There are no major economic announcements from Statistics Canada today.
The Canadian dollar opened at US85.62¢, down 0.24 of a cent.
South of the border, U.S. factory orders in August are expected to rise 1.2% in August after a 1.9% fall in July. The report is due out at 10:00 ET.
In earnings news, BP Group PLC said that damage and disruption caused by hurricanes in the United States would cost the energy company more than US$700 million in the third quarter.
In other corporate news, Sears Canada said late Monday it will cut 1,200 jobs across the country to improve productivity as the big retailer refocuses on its core department store business.
General Motors and Ford Motor were put on CreditWatch by ratings agency Standard & Poor’s after Monday’s close.

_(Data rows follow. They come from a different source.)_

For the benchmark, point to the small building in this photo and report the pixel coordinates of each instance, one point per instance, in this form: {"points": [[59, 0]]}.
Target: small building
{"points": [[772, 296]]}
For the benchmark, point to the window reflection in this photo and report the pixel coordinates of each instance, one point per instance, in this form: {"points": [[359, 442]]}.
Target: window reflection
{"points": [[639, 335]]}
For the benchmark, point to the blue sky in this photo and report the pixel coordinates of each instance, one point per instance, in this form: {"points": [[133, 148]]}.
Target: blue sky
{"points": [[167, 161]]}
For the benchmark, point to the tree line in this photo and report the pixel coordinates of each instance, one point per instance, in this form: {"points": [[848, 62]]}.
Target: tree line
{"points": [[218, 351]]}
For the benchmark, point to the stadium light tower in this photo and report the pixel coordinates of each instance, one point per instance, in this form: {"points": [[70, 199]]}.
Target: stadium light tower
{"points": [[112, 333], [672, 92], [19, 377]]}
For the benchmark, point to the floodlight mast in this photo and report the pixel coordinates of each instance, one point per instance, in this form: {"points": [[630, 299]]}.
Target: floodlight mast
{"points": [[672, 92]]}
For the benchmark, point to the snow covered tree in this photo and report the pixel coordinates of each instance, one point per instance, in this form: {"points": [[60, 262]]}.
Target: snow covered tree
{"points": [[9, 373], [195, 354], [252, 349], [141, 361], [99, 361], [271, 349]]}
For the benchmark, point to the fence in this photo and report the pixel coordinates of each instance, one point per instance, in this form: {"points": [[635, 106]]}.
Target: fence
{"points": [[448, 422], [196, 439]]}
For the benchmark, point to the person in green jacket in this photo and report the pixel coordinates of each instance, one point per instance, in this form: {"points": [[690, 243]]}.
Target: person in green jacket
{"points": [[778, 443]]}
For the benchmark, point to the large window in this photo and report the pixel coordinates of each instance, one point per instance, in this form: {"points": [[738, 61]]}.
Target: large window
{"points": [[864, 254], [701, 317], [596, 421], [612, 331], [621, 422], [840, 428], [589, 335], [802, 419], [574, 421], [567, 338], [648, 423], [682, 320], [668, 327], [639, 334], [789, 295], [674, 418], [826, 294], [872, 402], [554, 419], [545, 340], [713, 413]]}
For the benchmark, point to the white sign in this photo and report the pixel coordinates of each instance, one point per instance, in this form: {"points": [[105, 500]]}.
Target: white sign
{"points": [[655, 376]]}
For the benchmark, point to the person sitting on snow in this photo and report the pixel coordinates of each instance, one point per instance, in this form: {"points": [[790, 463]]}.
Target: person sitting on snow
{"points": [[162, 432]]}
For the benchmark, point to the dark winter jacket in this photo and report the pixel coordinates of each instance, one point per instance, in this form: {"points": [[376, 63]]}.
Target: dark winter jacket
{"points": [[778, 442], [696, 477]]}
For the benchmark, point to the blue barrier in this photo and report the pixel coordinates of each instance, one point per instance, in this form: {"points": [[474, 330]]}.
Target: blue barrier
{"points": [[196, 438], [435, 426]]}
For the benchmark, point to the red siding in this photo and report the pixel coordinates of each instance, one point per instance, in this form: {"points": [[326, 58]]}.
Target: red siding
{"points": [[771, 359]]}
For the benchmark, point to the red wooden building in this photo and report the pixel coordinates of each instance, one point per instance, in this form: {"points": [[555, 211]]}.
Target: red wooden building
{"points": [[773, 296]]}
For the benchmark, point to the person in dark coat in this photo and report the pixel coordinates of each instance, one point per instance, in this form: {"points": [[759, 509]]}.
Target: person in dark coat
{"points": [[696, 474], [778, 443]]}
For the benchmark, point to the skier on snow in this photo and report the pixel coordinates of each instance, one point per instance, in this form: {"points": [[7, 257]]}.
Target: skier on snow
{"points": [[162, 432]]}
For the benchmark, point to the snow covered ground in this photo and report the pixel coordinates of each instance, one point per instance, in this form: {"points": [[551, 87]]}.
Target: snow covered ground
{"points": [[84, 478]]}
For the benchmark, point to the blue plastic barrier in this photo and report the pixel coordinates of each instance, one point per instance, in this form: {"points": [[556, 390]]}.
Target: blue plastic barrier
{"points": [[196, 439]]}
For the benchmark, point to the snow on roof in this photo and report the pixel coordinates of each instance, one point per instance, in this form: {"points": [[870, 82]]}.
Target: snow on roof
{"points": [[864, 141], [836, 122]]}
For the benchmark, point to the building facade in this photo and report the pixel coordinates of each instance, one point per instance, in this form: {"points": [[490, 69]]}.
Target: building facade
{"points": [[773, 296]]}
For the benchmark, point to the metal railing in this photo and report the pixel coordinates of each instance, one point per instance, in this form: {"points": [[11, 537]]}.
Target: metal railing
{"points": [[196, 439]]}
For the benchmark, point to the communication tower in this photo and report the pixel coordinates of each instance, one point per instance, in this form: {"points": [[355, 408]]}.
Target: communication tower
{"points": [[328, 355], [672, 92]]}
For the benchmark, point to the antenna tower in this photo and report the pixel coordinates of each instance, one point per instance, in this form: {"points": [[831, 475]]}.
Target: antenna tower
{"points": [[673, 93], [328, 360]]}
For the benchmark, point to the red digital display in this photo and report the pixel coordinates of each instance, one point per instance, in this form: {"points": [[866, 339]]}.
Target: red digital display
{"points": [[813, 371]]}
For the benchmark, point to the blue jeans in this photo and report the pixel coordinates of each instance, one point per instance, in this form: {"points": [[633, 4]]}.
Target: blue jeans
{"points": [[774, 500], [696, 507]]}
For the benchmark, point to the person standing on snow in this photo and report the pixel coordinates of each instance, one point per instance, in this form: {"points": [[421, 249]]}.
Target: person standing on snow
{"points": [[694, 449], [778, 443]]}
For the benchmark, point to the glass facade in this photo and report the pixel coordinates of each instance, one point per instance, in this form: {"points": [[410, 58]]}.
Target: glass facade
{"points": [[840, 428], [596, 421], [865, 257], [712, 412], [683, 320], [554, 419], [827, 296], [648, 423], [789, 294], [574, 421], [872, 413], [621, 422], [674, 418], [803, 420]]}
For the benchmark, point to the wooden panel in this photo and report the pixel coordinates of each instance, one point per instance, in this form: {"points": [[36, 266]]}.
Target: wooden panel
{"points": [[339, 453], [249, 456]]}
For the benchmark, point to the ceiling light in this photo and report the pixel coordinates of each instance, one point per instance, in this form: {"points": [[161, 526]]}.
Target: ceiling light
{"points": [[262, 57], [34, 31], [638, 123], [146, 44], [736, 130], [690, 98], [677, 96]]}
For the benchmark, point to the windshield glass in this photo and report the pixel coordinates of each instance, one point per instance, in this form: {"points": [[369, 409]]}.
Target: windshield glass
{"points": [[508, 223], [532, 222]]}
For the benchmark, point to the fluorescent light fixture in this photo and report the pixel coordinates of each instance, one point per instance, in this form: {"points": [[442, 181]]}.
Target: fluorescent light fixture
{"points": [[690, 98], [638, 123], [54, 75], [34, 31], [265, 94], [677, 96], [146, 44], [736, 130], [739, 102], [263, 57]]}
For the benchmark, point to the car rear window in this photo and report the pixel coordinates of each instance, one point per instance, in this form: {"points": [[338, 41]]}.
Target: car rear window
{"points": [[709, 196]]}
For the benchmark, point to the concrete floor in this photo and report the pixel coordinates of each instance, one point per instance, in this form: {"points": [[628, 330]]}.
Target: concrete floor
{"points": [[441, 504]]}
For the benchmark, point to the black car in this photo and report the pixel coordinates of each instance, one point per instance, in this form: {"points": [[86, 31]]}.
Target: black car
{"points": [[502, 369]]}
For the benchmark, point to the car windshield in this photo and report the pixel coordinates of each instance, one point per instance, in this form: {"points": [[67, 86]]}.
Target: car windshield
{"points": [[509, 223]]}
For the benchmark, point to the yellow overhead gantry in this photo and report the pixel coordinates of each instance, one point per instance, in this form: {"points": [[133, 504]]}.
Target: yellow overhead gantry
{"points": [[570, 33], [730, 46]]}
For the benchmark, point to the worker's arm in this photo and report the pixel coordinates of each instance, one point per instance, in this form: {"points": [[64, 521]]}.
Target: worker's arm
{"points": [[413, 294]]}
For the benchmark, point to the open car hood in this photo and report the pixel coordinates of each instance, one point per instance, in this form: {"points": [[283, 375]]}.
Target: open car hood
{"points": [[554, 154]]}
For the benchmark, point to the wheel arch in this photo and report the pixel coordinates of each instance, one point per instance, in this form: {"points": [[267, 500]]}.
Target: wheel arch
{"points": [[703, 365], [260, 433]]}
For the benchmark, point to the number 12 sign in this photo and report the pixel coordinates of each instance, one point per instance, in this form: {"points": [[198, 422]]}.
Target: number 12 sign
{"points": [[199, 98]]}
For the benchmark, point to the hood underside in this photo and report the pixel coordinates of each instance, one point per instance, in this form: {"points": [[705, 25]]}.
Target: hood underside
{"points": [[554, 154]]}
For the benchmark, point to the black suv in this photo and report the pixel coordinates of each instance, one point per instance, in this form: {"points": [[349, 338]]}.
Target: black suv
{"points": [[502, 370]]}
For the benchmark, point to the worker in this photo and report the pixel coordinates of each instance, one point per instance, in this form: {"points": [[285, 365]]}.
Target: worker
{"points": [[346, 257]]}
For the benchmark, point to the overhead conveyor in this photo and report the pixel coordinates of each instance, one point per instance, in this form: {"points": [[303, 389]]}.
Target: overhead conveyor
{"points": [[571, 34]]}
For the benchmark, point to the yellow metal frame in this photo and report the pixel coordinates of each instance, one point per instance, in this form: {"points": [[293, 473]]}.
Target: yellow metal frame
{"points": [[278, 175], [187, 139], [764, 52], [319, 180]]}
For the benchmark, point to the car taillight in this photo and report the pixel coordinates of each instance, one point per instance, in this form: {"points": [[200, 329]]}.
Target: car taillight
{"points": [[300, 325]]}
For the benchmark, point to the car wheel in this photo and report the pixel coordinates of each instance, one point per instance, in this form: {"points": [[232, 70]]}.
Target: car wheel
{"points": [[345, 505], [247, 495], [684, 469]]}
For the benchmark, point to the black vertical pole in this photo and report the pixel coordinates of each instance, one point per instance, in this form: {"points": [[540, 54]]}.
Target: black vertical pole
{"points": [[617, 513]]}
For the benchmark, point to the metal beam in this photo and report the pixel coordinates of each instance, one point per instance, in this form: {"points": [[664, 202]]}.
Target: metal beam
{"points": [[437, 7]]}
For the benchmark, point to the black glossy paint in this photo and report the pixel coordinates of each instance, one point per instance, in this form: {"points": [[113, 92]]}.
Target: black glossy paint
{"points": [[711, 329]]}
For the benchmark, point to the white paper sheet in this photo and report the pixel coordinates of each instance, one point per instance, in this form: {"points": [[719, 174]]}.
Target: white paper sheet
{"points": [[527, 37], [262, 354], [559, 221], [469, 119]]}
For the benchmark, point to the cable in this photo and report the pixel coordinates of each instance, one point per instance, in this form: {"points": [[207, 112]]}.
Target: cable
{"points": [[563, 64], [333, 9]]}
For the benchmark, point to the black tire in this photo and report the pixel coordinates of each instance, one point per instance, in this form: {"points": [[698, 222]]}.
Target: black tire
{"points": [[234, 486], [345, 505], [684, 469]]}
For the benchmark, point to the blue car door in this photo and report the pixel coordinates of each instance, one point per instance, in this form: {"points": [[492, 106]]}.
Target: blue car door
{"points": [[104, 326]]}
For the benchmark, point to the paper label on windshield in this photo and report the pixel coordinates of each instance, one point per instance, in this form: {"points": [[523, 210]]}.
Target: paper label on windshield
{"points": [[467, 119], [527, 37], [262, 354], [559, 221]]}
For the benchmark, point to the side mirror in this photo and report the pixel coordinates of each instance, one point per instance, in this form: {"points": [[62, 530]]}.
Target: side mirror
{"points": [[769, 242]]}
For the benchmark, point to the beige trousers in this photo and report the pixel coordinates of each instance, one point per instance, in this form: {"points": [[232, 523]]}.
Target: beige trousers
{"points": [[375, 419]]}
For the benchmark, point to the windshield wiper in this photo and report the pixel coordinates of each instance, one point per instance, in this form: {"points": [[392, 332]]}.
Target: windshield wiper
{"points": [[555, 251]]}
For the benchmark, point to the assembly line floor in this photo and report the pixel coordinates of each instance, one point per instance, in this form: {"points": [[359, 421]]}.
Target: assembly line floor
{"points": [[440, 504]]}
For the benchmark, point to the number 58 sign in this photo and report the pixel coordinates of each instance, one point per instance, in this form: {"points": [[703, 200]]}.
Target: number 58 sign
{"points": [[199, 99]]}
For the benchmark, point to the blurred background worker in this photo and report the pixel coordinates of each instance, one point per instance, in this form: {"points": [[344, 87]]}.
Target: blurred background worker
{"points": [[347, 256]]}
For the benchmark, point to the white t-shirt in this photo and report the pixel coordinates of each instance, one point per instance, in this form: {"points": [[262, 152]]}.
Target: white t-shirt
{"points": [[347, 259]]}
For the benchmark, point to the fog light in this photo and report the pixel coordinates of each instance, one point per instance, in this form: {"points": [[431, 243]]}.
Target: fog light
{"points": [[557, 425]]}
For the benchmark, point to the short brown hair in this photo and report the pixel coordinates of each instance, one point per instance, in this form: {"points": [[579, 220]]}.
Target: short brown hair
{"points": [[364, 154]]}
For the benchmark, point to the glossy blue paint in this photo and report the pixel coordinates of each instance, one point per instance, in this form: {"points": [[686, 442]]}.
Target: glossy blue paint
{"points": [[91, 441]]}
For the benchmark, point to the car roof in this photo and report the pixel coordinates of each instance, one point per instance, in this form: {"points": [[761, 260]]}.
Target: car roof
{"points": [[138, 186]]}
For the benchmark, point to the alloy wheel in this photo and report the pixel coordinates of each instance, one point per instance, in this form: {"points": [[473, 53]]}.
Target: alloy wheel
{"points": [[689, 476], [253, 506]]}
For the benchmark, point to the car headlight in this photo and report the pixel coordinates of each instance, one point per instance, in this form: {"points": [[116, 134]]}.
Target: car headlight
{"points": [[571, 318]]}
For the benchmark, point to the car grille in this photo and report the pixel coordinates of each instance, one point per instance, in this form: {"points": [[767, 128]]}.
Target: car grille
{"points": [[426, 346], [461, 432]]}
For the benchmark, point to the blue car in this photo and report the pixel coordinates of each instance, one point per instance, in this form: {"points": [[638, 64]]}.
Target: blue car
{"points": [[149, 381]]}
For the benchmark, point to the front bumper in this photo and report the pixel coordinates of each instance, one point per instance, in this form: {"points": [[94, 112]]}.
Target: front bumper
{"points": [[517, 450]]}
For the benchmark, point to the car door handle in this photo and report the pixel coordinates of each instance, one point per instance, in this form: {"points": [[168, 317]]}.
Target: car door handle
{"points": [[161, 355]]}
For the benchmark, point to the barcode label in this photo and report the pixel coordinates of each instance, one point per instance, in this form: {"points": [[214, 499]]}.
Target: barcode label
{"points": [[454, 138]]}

S&P cited both auto makers’ dependence on sport-utility vehicles and trucks amid rising energy prices.
Overnight in Asia, the Japanese Nikkei 225 index rose 213.56 points, or 1.6%, to 13,738.84 points, its highest finish since May 29, 2001.
In Hong Kong, the blue-chip Hang Seng Index fell 12.18 points, or 0.08%, to 15,382.21.
Toronto stocks finished higher Monday, despite a drop in the price of oil, as the market was paced by both the energy and financials sectors.
The S&P/TSX composite index finished up 69.36 points, or 0.63%, to 11,081.19.
Eight of the 10 TSX main sub-groups were up. The energy index gained 1.17% and the financials sector lifted 0.70%
The junior S&P/TSX venture exchange finished up 15.82 points, or 0.73%, to 2,174.92.
In New York, strong manufacturing numbers fanned inflation worries, putting investors in a bearish mood.
The Dow Jones industrial average fell 33.22 points to 10,535.48, the tech-heavy Nasdaq composite index rose 3.74 points to 2,155.43, while the broader S&P 500 dropped 2 points to 1,226.70.